Can somebody simplify my approach with a simple for loop perhaps? My inelegant, excessively verbose, code follows below:
from sklearn import datasets
from sklearn.linear_model import LogisticRegression
from sklearn.model_selection import train_test_split
####Instantiate logistic regression objects
log = LogisticRegression(class_weight='balanced', random_state = 1)
#### import some data
iris = datasets.load_iris()
X = pd.DataFrame(iris.data[:100, :], columns = ["sepal_length", "sepal_width", "petal_length", "petal_width"])
y = iris.target[:100,]
#####test_train split #1
train_x, test_x, train_y, test_y = train_test_split(X,y, stratify=y, test_size=0.3, random_state=11)
log.fit(train_x, train_y) #fit final model
pred_y = log.predict(test_x) #store final model predictions
probs_y = log.predict_proba(test_x) #final model class probabilities
coeff_final1 = pd.concat([pd.DataFrame(X.columns),pd.DataFrame(np.transpose(log.coef_))], axis = 1)
coeff_final1.columns=("features", "coefficients_1")
######test_train split #2
train_x, test_x, train_y, test_y = train_test_split(X,y, stratify=y, test_size=0.3, random_state=444)
log.fit(train_x, train_y) #fit final model
pred_y = log.predict(test_x) #store final model predictions
probs_y = log.predict_proba(test_x) #final model class probabilities
coeff_final2 = pd.concat([pd.DataFrame(X.columns),pd.DataFrame(np.transpose(log.coef_))], axis = 1)
coeff_final2.columns=("features", "coefficients_2")
#####test_train split #3
train_x, test_x, train_y, test_y = train_test_split(X,y, stratify=y, test_size=0.3, random_state=21)
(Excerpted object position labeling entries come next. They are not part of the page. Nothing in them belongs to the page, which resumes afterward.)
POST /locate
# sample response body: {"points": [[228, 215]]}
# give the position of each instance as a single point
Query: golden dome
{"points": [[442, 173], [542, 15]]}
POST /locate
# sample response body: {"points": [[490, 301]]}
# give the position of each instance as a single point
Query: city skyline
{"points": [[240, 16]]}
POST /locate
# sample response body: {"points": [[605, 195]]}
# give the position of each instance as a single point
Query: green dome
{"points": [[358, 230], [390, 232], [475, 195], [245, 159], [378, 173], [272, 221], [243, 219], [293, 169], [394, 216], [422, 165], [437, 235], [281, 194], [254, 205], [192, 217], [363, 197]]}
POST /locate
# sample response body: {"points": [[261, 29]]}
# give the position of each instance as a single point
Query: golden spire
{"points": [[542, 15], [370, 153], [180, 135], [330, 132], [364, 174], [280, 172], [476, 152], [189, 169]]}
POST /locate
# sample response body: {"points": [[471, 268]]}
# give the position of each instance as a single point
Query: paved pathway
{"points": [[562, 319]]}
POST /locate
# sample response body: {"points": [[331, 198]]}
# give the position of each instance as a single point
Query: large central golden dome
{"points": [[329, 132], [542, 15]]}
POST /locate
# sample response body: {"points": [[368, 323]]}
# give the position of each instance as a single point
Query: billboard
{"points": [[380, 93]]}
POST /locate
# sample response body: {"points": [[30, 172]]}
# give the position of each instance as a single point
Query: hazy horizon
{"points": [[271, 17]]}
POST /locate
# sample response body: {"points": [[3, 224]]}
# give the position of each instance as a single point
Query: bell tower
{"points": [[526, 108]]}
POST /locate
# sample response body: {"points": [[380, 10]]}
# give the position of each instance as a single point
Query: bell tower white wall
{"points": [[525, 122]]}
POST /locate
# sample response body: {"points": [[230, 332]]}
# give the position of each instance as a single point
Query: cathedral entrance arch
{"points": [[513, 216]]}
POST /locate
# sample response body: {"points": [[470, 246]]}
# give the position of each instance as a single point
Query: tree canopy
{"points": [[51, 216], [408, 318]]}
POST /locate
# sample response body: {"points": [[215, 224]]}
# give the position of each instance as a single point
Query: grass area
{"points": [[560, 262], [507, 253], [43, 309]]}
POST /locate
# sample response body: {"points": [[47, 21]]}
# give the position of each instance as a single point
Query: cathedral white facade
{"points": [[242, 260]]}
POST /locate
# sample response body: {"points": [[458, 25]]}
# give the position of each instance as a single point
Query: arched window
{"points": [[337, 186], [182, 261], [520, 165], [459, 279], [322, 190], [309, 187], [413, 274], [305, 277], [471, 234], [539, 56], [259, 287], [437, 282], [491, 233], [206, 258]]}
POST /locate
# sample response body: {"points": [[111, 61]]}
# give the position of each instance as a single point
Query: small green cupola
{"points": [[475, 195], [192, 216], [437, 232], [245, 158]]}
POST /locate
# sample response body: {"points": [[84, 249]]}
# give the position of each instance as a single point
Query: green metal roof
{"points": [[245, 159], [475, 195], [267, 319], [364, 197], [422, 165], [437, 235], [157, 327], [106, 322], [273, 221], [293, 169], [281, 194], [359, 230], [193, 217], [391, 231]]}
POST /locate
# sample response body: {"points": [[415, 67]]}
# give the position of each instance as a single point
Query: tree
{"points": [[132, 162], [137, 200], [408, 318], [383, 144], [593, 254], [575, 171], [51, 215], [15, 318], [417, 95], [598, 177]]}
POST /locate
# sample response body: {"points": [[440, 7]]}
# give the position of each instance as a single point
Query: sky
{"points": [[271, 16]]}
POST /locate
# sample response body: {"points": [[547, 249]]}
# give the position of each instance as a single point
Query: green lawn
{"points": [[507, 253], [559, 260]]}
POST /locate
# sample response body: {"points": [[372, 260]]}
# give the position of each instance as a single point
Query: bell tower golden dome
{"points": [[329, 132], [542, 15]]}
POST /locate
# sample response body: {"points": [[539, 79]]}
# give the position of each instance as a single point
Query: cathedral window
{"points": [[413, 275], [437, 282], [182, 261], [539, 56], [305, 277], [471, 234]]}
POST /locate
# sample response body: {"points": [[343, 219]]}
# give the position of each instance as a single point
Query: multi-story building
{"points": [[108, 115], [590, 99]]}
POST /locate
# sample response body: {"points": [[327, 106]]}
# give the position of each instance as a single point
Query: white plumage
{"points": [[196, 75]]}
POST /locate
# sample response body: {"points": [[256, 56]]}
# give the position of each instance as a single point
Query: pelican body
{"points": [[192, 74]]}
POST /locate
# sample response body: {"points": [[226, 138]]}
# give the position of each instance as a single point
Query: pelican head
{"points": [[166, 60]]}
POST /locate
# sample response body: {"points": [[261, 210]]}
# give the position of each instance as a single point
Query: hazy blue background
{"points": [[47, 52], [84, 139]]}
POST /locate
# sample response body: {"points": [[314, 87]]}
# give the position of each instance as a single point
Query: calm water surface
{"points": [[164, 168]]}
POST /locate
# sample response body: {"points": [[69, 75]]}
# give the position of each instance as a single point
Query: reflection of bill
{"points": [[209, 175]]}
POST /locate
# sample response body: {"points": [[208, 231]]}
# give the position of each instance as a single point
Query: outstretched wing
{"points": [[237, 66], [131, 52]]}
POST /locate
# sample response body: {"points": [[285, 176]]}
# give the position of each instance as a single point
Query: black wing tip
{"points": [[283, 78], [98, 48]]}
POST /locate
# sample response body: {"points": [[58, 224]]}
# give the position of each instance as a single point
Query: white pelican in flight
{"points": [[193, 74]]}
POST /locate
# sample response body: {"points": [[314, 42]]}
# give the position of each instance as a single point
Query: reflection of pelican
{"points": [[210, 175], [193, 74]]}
log.fit(train_x, train_y) #fit final model
pred_y = log.predict(test_x) #store final model predictions
probs_y = log.predict_proba(test_x) #final model class probabilities
coeff_final3 = pd.concat([pd.DataFrame(X.columns),pd.DataFrame(np.transpose(log.coef_))], axis = 1)
coeff_final3.columns=("features", "coefficients_3")
#####test_train split #4
train_x, test_x, train_y, test_y = train_test_split(X,y, stratify=y, test_size=0.3, random_state=109)
log.fit(train_x, train_y) #fit final model
pred_y = log.predict(test_x) #store final model predictions
probs_y = log.predict_proba(test_x) #final model class probabilities
coeff_final4 = pd.concat([pd.DataFrame(X.columns),pd.DataFrame(np.transpose(log.coef_))], axis = 1)
coeff_final4.columns=("features", "coefficients_4")
#####test_train split #5
train_x, test_x, train_y, test_y = train_test_split(X,y, stratify=y, test_size=0.3, random_state=1900)
log.fit(train_x, train_y) #fit final model
pred_y = log.predict(test_x) #store final model predictions
probs_y = log.predict_proba(test_x) #final model class probabilities
coeff_final5 = pd.concat([pd.DataFrame(X.columns),pd.DataFrame(np.transpose(log.coef_))], axis = 1)
coeff_final5.columns=("features", "coefficients_5")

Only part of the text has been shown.